The project headed by the Advanced Technology and Projects team, a wing of Motorola Mobility. And the interesting fact is that it was a subsidiary of Google. We know that Google has divested Motorola to Lenovo, but it retained Advanced Technology and Projects group, which has working under the direction of the Android Development wing. The project is now separated from Advanced Technology and Projects team and have its own division in Google.
Google says they are designing this for “7 billion people”, 1 billion of this are the current smartphone users, and the other 5 billion feature phone users, and the remaining 1 billion future users not currently using phones. Google is planning to sell a starter pack of materials worth US$50 which includes a frame, display, battery, CPU and WiFi.

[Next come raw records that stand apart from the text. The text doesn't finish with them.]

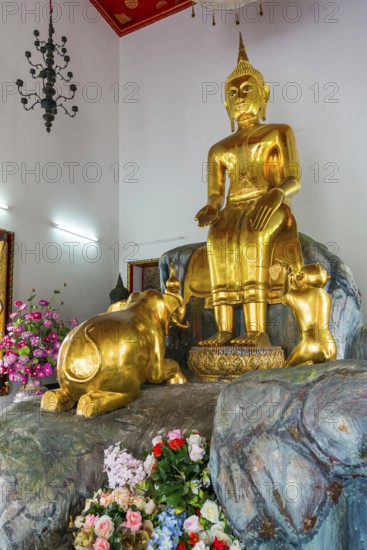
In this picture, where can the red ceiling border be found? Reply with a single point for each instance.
(121, 30)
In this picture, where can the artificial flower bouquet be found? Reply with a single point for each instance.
(32, 340)
(166, 502)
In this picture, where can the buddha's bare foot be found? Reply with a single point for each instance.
(252, 338)
(221, 338)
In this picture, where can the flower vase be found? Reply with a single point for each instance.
(33, 388)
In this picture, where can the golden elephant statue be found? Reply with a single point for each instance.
(104, 361)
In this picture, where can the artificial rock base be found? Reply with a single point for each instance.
(289, 460)
(51, 462)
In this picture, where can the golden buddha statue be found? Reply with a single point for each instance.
(254, 232)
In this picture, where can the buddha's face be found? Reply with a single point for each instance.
(243, 98)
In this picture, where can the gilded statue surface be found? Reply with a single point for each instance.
(3, 297)
(253, 251)
(104, 361)
(254, 227)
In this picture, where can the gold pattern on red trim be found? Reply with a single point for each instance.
(122, 18)
(161, 5)
(131, 4)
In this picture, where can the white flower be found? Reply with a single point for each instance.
(88, 504)
(217, 532)
(206, 477)
(200, 546)
(195, 439)
(195, 485)
(78, 522)
(210, 511)
(149, 507)
(206, 537)
(104, 527)
(149, 463)
(192, 524)
(218, 526)
(196, 452)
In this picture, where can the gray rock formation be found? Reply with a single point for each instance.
(289, 457)
(50, 462)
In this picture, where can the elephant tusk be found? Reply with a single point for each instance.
(180, 325)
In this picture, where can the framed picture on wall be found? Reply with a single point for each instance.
(6, 290)
(142, 275)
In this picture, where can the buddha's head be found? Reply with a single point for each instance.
(246, 93)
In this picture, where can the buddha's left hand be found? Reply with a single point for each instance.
(266, 206)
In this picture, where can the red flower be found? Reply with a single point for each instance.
(157, 450)
(219, 544)
(21, 344)
(176, 444)
(194, 538)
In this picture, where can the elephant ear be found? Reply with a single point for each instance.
(177, 316)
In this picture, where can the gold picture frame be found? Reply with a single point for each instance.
(6, 290)
(143, 274)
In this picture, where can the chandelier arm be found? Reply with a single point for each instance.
(31, 107)
(57, 46)
(62, 68)
(32, 94)
(66, 111)
(63, 78)
(35, 64)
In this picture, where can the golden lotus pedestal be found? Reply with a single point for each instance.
(225, 363)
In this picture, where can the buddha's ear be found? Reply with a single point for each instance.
(266, 92)
(230, 116)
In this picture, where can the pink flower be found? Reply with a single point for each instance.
(157, 440)
(101, 544)
(89, 522)
(35, 315)
(174, 434)
(21, 344)
(133, 521)
(196, 452)
(192, 525)
(104, 527)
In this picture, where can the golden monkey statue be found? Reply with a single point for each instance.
(104, 361)
(311, 305)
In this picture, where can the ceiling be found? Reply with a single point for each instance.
(127, 16)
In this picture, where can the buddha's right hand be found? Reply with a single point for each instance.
(207, 215)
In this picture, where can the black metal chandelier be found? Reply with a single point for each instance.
(48, 73)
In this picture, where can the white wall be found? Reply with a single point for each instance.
(168, 132)
(92, 137)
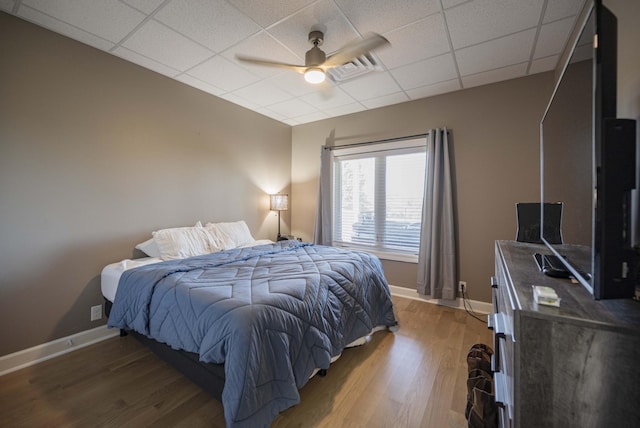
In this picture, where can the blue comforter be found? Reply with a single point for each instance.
(272, 314)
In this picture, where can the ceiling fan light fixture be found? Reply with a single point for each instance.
(314, 75)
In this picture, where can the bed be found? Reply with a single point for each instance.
(251, 324)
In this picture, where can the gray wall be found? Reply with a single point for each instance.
(495, 143)
(496, 152)
(95, 153)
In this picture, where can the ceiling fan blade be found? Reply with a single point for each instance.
(355, 49)
(267, 63)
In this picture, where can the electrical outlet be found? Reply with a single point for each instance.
(462, 286)
(96, 312)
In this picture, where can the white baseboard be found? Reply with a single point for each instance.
(28, 357)
(478, 306)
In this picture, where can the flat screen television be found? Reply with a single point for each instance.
(588, 158)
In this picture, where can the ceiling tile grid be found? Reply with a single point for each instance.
(436, 46)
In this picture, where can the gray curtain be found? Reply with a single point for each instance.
(322, 230)
(437, 257)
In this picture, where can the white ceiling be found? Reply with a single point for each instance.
(437, 46)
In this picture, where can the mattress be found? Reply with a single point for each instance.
(110, 275)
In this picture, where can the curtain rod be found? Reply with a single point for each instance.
(386, 140)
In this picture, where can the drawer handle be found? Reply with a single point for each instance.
(494, 282)
(498, 324)
(500, 384)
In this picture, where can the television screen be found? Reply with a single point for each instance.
(588, 158)
(567, 143)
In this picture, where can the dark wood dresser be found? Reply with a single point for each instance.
(573, 366)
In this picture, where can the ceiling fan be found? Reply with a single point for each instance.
(316, 62)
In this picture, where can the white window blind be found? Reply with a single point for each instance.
(377, 192)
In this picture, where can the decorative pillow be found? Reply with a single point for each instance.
(149, 247)
(231, 235)
(183, 242)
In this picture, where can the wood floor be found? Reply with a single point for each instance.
(415, 377)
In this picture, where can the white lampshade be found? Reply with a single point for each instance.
(279, 202)
(314, 75)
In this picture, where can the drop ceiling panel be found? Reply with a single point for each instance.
(323, 15)
(263, 46)
(381, 16)
(110, 19)
(293, 108)
(437, 46)
(385, 100)
(263, 93)
(497, 53)
(222, 73)
(420, 40)
(425, 72)
(372, 85)
(145, 6)
(497, 75)
(481, 20)
(136, 58)
(267, 13)
(553, 37)
(65, 29)
(559, 9)
(435, 89)
(329, 98)
(213, 23)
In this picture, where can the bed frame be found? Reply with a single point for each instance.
(207, 376)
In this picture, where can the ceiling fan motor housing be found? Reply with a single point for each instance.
(314, 57)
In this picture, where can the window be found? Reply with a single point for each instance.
(377, 197)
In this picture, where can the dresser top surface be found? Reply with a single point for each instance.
(576, 301)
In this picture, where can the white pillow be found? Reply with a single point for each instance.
(183, 242)
(149, 247)
(231, 235)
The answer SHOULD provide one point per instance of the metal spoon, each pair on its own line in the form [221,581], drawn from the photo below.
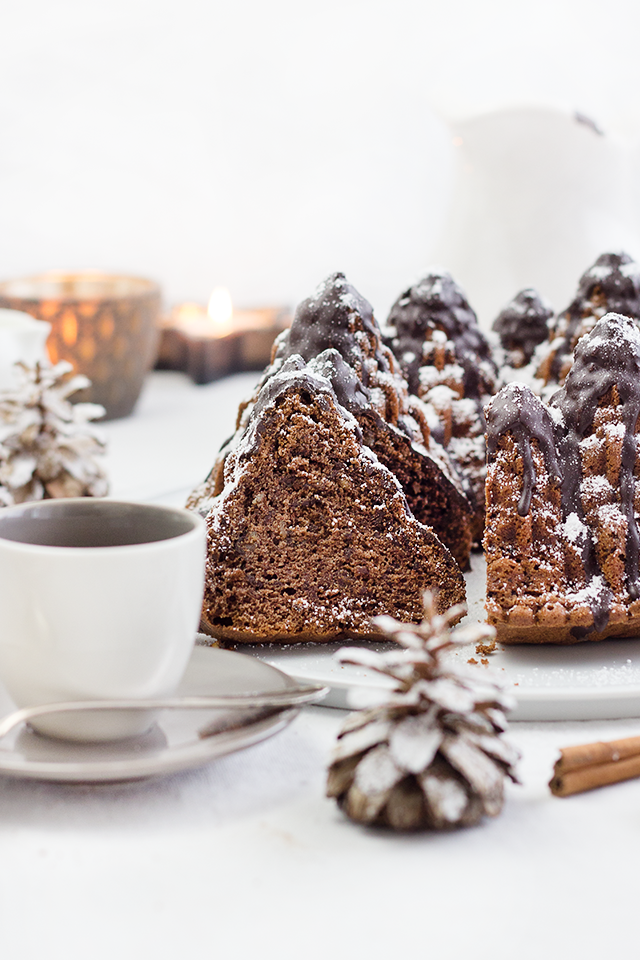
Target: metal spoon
[295,697]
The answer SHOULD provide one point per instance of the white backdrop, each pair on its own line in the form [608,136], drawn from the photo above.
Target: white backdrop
[261,145]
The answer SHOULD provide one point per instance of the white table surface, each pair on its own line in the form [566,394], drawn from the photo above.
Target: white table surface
[246,858]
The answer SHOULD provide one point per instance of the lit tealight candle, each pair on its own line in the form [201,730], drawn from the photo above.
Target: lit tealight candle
[212,342]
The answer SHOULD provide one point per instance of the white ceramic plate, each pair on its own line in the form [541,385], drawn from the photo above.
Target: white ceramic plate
[172,744]
[585,681]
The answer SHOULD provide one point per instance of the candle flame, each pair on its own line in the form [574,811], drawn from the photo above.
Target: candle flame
[220,308]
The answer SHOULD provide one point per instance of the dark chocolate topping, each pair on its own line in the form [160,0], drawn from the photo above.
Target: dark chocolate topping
[438,303]
[331,319]
[517,410]
[609,357]
[524,322]
[615,279]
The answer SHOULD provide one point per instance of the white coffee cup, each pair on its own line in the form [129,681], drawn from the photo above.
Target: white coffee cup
[99,599]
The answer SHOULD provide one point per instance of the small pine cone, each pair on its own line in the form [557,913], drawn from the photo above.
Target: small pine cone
[431,756]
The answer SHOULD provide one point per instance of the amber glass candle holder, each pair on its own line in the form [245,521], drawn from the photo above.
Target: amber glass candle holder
[106,325]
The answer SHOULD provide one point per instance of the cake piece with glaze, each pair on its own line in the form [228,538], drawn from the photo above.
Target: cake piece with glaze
[448,363]
[521,326]
[311,535]
[561,538]
[611,285]
[337,329]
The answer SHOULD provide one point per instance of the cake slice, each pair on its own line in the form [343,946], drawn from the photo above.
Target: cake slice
[611,285]
[562,538]
[337,328]
[448,363]
[311,535]
[522,326]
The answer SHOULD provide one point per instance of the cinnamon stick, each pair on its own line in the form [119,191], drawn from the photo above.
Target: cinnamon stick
[591,765]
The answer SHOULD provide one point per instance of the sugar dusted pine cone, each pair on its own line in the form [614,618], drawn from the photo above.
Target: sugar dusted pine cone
[48,449]
[432,755]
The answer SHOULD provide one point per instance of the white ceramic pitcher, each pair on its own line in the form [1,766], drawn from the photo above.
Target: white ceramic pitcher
[538,195]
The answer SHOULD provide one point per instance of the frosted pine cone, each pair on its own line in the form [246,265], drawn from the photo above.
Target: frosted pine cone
[432,755]
[48,449]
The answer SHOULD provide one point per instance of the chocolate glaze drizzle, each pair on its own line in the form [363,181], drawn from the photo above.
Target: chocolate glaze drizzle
[316,379]
[524,322]
[331,319]
[517,410]
[438,303]
[608,357]
[615,279]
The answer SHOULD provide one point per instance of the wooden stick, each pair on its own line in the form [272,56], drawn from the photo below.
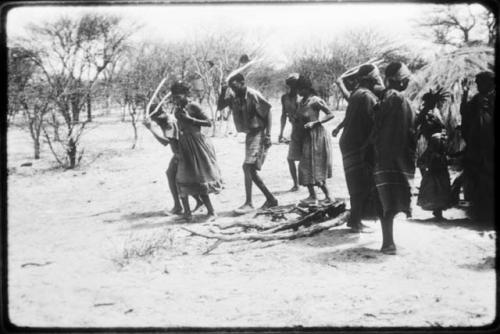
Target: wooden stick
[148,106]
[341,219]
[242,68]
[159,104]
[354,69]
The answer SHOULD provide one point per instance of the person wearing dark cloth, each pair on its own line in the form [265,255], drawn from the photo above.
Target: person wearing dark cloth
[170,135]
[251,115]
[435,188]
[394,139]
[289,104]
[315,164]
[349,84]
[198,172]
[477,130]
[357,149]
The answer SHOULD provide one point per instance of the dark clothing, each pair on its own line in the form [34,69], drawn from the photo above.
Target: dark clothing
[435,188]
[357,153]
[255,149]
[477,131]
[249,112]
[315,164]
[197,172]
[290,106]
[395,147]
[250,115]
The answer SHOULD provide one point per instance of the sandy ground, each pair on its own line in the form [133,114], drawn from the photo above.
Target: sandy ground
[92,247]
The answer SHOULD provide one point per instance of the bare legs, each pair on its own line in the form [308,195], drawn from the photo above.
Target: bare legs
[205,199]
[387,222]
[177,209]
[251,176]
[312,193]
[171,172]
[293,173]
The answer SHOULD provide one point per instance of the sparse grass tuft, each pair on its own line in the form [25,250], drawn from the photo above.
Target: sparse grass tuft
[143,247]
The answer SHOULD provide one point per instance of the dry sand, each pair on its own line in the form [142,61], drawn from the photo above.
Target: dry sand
[72,236]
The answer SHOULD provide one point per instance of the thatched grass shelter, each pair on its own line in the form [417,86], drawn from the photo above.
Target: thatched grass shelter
[447,71]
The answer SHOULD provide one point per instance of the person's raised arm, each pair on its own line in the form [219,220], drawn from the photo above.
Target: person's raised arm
[319,104]
[343,89]
[158,136]
[283,118]
[195,116]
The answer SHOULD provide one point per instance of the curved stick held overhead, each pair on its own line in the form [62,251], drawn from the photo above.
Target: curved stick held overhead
[148,106]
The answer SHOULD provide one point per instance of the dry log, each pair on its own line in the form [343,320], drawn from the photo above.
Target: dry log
[317,228]
[318,215]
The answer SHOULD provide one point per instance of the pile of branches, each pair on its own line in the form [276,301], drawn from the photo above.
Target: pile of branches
[311,220]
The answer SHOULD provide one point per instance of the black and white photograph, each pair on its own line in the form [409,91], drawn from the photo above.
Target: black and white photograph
[281,165]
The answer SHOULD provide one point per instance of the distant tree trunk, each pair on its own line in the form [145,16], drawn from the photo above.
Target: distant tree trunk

Google’s Project Ara aims at lowering the entry barrier for phone hardware manufacturers so that there will be thousands of developer’s instead of the current big manufacturers. This functions similar to the working structure of Google Play Store. Lowering the entry barrier allows many more people to develop custom modules. Anyone will be able to build a custom module without any license or paying a fee.
Structure and Features
Ara Smartphones consists of modules which can be inserted into a metal endoskeletal frame called “endos”. The frame will be the one and only component made by Google in an Ara Smartphone. It acts as the switch for linking all the modules together. The two frame sizes available at first are “mini” and “medium”. In the future, a “large” frame will be available. The slots on the front are for the display where as the other modules on the back are additional slots for custom modules. Each frame is expected to cost about US $15. The data from the modules can be transferred at speeds up to 10gigabits/sec, it depends on the number of connection’s. The 2×2 module’s have two connections and will allow a speed up to 20gigabits/sec.
Modules provide common smartphone features such as Cameras and speakers, but it also provide more specialized features such as printers, Laser pointers, night vision sensors, or game controller buttons. Each slot on the frame is designed such that they will accept any module of the proper size. The front slots take up the whole width of the frame. The rear slots come in standard sizes. Modules can be swapped without shutting down the phone. The frame also includes a small backup battery so that the main battery can be disconnected and replaced with another. Modules will be available from official Google store and at third-party stores. Ara Smartphones are designed to accept official modules by default, but users can change software setting for unofficial modules. This is similar to allow unknown sources in Android app.